Artık cin şişeden çıkmıştı ve maç Cholet için bitmek bilmeyen bir kabusa döndü. Sinan Erdem'deki 10000 taraftar unutamayacakları bir takım ve hücum performansı izlediler. Kinsey ve muhteşem smaçları, Kaya'nın acımasız hırsı, Lavrinoviç'in temiz ve çok yönlü oyunu.
Maçtan kalanlar.
Barcelona'nın önünde kazanılmış grup ikinciliği. 28 asist.  Duraklama dönemindeki Lavrinoviç'in dönüşü. Emir'in dönüşü. Moral ve enerji.
Artık ilk 16'dayız. Burada en iyi performansımızla oynamalıyız. Taktiksel ve mental olarak çok üst düzey bir takımımız olduğunu düşünüyorum. Sezonda oynadıkları 3 maç dışında kapasitelerinin %90 ve üstünü kullanıyorlar. Ama bazı teknik eksiklerimiz olduğunu düşünüyorum. Oyunumuzu oturtamadığımız dakikalarda kendi pozisyonunu yaratıp skor bulan istikrarlı bir dış oyuncu eksiğimiz var.  Bu özelliklere sahip Ukiç kariyerinin en iyi oyunlarını oynadı bu sezon. Ve ne yazık ki aynı seviyede oynayan  Ukiç'e ihtiyacımız var.
Pota altında uzun, sert ve atletik bir oyuncuya ihtiyacımız var. Hem içeri yapılan penetrelerde hem savunma ribauntlarında bize sorun yaratabilecek takımlarla karşılaşabiliriz. Bunlar riskler, rakiplerimiz oyunlarını bunun üstüne kurmaya çalışacaktır. Umalım ki ilerleyen haftalarda, takım kendini bu zaaflarını kapatma konusunda geliştirsin.
Yazının sonu. Her pozisyonun hakkını veren, her topa bütün gücüyle saldıran, kendi istatistiklerini değil takımı düşünen bu oyuncuları seviyorum.
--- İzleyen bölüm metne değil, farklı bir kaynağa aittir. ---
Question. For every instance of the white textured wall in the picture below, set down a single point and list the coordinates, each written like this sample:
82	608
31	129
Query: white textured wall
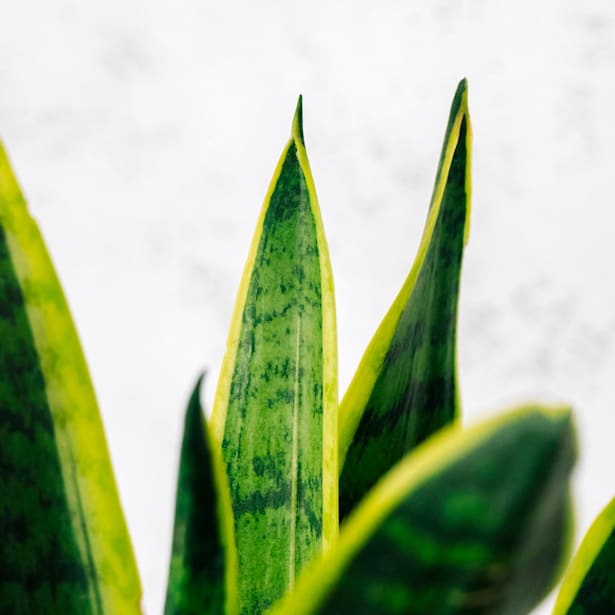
145	134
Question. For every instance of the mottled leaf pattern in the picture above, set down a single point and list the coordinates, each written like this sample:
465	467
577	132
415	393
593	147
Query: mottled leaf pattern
405	388
203	575
65	547
475	521
588	587
276	406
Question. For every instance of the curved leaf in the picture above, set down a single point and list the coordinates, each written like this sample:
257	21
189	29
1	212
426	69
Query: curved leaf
65	546
589	583
203	571
405	388
474	521
275	412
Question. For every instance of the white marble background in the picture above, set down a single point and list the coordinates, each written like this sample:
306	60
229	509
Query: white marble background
145	134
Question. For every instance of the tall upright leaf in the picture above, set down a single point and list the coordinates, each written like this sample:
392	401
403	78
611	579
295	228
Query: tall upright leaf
588	587
65	546
275	412
405	388
474	521
202	575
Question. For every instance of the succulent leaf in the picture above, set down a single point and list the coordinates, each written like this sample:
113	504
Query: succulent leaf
203	574
65	546
473	521
405	388
275	412
588	586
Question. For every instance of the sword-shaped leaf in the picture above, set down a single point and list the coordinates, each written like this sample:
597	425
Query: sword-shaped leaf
474	521
405	388
588	587
65	546
275	413
203	571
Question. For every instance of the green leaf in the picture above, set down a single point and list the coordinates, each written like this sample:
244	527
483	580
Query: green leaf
275	413
474	521
589	583
203	571
405	388
65	546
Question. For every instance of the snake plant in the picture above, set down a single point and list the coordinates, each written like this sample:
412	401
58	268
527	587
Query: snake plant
288	502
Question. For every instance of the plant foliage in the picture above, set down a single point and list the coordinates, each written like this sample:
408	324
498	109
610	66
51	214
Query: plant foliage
288	502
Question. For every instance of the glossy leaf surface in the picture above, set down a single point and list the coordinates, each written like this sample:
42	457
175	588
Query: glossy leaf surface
65	547
589	583
275	413
405	388
203	575
474	521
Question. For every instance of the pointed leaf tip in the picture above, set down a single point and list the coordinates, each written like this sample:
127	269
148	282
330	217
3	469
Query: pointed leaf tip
298	121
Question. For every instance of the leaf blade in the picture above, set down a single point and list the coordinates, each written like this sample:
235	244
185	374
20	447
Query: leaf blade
589	582
203	567
405	388
275	411
99	566
485	544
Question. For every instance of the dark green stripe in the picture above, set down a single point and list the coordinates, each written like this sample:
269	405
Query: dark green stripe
197	573
462	87
484	535
41	570
415	393
282	315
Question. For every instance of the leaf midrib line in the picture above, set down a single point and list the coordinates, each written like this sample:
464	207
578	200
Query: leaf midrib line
294	461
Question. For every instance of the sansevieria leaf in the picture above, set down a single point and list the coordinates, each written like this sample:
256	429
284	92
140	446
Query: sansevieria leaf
405	388
275	412
474	521
203	573
64	545
589	583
Kaybedebilirler, yeter ki böyle kaybetsinler.

2 yorum:

Adsız dedi ki...

takımın gard ve 5 numara bölgelerinde hala sıkıntı var ve bu yalnız transferle çözülebilir , oraya adam devrişmekle olmuyor ,may de aranılan kan değil , transfer olmazsa FB en fazla ilk sekize kalır ötesine geçemez...

Sıradanbirblog dedi ki...

Ne yazıkki özellikle 5 numara konusunda sana katılıyorum.